The ASA is one of many legislative changes since the height of the #MeToo movement.1 New York was one of the first states to require all employers to train employees annually in sexual harassment prevention. Currently, eight jurisdictions require employers to train their workforce on preventing sexual harassment: California, Connecticut, Delaware, District of Columbia, Illinois (special requirements for Chicago), Maine, New York (special requirements for NYC), and Washington.2 Many states also require employers to maintain and distribute sexual harassment prevention policies. Just last month, New York published a more stringent 11-page model policy for New York employers to adopt. Employers can review this template here. This proposed policy is not yet final, as it was available for a review and feedback window, which closed on February 11, 2023.

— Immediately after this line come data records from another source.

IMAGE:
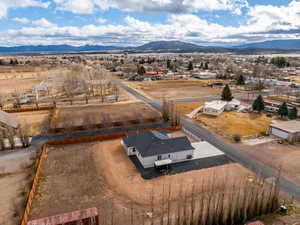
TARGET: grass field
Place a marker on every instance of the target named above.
(95, 114)
(186, 108)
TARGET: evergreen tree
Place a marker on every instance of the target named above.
(169, 65)
(293, 113)
(241, 80)
(201, 65)
(190, 66)
(283, 110)
(258, 104)
(206, 65)
(226, 94)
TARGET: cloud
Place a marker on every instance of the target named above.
(5, 5)
(170, 6)
(101, 20)
(265, 22)
(76, 6)
(43, 23)
(21, 20)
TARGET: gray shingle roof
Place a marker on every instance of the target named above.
(151, 143)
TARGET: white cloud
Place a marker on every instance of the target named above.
(7, 4)
(101, 20)
(43, 23)
(265, 23)
(21, 20)
(76, 6)
(172, 6)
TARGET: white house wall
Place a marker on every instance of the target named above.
(175, 157)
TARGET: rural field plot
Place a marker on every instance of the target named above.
(234, 123)
(100, 174)
(106, 113)
(22, 78)
(33, 120)
(278, 156)
(176, 89)
(8, 86)
(12, 194)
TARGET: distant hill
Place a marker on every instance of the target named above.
(56, 48)
(158, 46)
(168, 45)
(275, 44)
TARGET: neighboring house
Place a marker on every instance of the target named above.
(154, 149)
(8, 121)
(288, 130)
(214, 108)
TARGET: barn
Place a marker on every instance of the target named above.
(287, 130)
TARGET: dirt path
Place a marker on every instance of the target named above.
(12, 198)
(126, 184)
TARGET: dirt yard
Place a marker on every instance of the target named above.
(233, 123)
(12, 195)
(100, 174)
(175, 89)
(81, 115)
(188, 107)
(284, 156)
(8, 86)
(34, 120)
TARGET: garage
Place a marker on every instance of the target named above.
(279, 133)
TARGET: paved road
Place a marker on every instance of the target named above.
(229, 149)
(240, 95)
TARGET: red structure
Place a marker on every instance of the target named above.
(80, 217)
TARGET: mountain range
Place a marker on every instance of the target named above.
(156, 46)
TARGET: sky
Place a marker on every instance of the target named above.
(136, 22)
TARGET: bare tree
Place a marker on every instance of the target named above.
(2, 100)
(24, 134)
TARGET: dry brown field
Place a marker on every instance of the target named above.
(175, 89)
(278, 156)
(234, 123)
(101, 175)
(95, 114)
(12, 195)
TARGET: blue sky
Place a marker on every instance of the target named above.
(134, 22)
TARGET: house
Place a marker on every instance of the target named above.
(214, 108)
(154, 149)
(288, 130)
(8, 121)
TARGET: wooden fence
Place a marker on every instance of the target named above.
(34, 186)
(28, 109)
(42, 155)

#MeToo laws are also alive and well on a national scale. The Speak Out Act, signed into law by President Biden on December 7, 2022, now invalidates non-disclosure agreements (NDAs) that were entered into between the employee and employer before a complaint of harassment or assault arose. Parties can still agree to an NDA but it must be an agreement entered into after the workplace dispute arises. New York also previously applied greater burdens on parties seeking to resolve a conflict about a harassment/discrimination complaint with an NDA so that an NDA must be the preference of the employee, and there must be a non-waivable 21-day consideration period and 7-day revocation period. The role of an NDA as a mechanism to resolve conflicts that arise through factual disputes continues to be hotly debated.

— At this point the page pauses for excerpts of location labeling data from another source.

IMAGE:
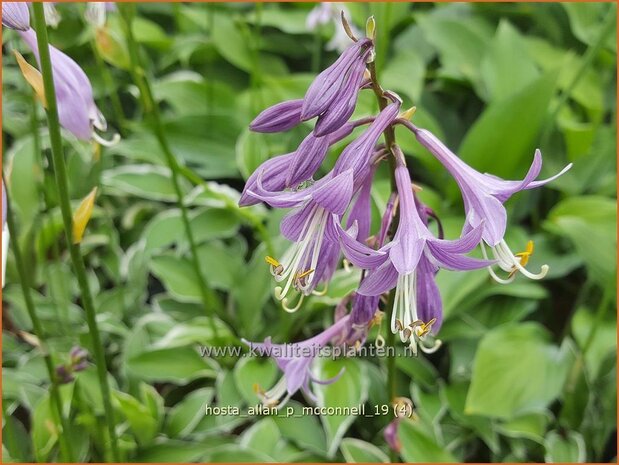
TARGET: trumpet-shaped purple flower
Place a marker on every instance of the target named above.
(295, 361)
(483, 197)
(336, 84)
(409, 263)
(279, 117)
(77, 110)
(15, 15)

Potential Impact on Employers and Educational Religious Institutions and Next Steps

An individual suing using the lookback provision of the ASA may choose to sue a former manager or employer they feel is responsible for a past incident of unwanted sexual touching. The employer need not have had direct knowledge of or involvement in the alleged abuse to be sued. While each ASA claim may be different, there are viable defenses to such claims. Accordingly, New York employers should prepare to defend claims brought under the ASA, which could involve former employees and stale actions. New York employers should consult an attorney when they receive an action or threat of action that utilizes the ASA. Further, New York employers should consult an attorney with workplace violence subject matter experience on internal protocols in responding to such allegations and preventing sexual assault and unwanted touching generally in the workplace.

See Footnotes

1 See, e.g., Devjani Mishra and Emily Haigh, New York State Significantly Expands its Workplace Harassment Laws (Again), Littler ASAP (June 20, 2019); New York State and City Expand Anti-Harassment Requirements for Employers, Littler Insight (Apr. 13, 2018).

2 Washington requires training only for employers who are a hotel, motel, or security guard entity. D.C. requires training only for employers with tipped employees. Florida does not require employers to provide training related to discrimination and harassment. However, the state has imposed restrictions on the content of employer-provided training if an employer chooses to train its workforce. 

Information contained in this publication is intended for informational purposes only and does not constitute legal advice or opinion, nor is it a substitute for the professional judgment of an attorney.